Pristine as ever produce good sound, but this XR ambient stereo version which gives a smidgen more space around the voices, especially on headphones, also to these ears, makes the recording sound just a bit older, with the voices also seeming to sound a bit tinny on occasion. There is no libretto or information with this latest release. Sony has also recently released this in straight mono, but on three discs with a fourth CD-ROM for the libretto.

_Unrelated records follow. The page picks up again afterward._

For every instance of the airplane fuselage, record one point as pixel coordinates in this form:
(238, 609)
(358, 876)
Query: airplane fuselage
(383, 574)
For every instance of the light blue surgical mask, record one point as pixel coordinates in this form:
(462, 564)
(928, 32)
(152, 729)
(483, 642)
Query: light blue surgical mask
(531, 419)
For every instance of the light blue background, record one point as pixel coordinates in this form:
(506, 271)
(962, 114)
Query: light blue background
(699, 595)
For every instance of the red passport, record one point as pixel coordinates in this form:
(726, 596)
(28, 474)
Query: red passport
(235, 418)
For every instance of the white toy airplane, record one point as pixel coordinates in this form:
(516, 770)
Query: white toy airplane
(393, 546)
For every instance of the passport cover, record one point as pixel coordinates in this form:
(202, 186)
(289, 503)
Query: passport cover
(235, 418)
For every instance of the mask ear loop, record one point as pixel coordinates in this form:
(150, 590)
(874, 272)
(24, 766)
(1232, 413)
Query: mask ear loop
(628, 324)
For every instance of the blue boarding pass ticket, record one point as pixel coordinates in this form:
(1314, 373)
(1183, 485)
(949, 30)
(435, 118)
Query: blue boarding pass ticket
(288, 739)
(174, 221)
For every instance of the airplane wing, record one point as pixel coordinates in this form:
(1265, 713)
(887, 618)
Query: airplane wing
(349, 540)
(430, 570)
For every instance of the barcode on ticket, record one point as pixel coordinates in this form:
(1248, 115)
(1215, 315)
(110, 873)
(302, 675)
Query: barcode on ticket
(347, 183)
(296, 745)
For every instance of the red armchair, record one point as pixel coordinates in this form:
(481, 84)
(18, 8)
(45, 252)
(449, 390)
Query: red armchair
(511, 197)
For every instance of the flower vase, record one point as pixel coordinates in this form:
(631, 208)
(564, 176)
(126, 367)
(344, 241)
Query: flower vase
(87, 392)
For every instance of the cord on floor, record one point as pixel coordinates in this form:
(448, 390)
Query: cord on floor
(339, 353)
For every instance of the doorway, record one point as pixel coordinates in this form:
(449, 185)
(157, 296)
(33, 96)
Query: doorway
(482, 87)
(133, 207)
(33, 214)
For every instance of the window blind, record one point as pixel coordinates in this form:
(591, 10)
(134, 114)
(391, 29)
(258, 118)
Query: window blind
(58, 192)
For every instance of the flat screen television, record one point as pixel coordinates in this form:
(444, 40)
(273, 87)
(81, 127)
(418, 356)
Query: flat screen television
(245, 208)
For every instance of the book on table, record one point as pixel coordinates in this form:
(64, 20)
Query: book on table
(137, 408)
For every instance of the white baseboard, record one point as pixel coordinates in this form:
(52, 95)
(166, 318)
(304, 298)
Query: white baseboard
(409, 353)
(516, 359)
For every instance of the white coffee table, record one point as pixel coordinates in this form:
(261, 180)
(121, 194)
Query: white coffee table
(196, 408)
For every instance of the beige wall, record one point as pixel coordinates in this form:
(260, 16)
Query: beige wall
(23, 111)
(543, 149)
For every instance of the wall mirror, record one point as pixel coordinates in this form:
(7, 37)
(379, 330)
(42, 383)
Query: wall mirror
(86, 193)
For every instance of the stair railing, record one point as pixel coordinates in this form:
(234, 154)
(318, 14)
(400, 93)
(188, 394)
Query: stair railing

In the final scene, “O terra addio,” heaven does come forth with some gloriously poised singing. Here both singers respond beautifully to Perlea’s conducting, with Björling matching Milanov—as Stephen Hastings says in his well-researched book on Jussi, The Björling Sound—in every phrase and surpassing her “in the penultimate ascent to B-flat where unlike his partner, he adheres to Verdi’s dynamic markings in introducing a blossoming crescendo after the piano attack.” This is both wonderful and heavenly and not beaten anywhere. For Jussi fans and fans of great singing, rush out and buy this Aida.